The Somerset town of Frome is something of a paradox.
Since being founded at the end of the sixth century its fiercely independent nature has been unchanging.
A nature which, as one columnist has noted: 'seems to have revolved around the eminently sensible attitude of "To hell with national events!
We will stay as we are."' And yet a century ago, when called on by its country to do its duty in the Great War, it rose to the task admirably.
Men from Frome and the surrounding area experienced action in all the theatres of war that the global conflict encompassed, and they took part in the numerous battles and campaigns, on land and at sea, that have become synonymous with that conflict: Ypres, Gallipoli, Jutland, the Somme.
At the same time, its civilian population received a special commendation after the war for its effort throughout it.

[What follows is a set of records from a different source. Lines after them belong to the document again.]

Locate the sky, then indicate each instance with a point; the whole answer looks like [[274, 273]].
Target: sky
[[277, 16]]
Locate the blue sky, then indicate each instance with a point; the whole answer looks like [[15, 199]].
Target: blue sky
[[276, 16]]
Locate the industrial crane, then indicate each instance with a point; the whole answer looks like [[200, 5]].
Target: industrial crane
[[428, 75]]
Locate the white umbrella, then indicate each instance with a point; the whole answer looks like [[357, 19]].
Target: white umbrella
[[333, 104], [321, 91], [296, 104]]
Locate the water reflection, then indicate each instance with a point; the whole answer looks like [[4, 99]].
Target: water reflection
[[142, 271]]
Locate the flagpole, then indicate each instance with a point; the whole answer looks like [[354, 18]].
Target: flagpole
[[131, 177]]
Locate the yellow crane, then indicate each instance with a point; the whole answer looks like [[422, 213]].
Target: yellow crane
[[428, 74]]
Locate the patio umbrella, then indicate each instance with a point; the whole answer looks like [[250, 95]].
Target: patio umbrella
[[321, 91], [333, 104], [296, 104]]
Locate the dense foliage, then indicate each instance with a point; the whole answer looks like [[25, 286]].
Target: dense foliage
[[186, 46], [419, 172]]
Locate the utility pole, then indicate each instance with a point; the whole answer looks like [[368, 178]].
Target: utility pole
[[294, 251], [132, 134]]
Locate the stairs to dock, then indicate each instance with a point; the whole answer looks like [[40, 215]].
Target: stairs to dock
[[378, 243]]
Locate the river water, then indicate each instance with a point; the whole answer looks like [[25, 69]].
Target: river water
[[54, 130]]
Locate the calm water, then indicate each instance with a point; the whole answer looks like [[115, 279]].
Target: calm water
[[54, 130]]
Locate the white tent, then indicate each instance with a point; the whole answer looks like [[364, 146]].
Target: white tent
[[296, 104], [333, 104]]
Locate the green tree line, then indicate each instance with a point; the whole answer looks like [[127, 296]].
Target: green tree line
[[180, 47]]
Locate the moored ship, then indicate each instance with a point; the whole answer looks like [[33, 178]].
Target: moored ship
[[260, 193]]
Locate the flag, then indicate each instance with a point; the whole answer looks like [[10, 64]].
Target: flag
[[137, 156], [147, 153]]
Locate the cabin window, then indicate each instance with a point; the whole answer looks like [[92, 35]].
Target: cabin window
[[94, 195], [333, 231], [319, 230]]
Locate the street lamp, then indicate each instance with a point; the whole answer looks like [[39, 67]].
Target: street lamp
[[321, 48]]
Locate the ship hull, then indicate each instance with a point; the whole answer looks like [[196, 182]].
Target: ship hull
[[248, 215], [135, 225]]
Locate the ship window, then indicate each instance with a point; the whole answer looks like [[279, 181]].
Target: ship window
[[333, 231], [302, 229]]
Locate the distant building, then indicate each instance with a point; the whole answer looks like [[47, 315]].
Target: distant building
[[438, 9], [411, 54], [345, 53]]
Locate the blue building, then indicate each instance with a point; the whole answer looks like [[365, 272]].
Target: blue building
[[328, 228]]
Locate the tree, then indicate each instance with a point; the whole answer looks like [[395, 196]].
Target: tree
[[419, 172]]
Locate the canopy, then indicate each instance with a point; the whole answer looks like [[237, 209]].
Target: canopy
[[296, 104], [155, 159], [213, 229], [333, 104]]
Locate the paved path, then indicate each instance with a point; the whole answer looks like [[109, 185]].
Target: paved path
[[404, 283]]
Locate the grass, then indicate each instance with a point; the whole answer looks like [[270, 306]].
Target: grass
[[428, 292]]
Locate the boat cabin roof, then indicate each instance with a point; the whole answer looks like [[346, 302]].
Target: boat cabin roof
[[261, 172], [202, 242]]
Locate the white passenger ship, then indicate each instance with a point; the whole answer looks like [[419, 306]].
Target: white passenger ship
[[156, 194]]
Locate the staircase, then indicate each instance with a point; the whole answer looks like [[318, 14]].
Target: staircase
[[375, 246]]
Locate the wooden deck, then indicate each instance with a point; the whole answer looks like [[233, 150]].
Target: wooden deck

However, the town's contribution did not stop there, as many of the returning soldiers helped to create several of the national and international monuments and memorials that would pay eternal tribute to their comrades who fell on the fields of Flanders and elsewhere.Using letters, diaries, photographs, newspaper reports and eyewitness accounts, along with other archive material, local historian and author David Lassman has assembled the story of Frome during the Great War; a story which charts the transformation of this once rich and powerful textile centre and manufacturing town, along with its people, through the life-changing events of 1914 to 1918.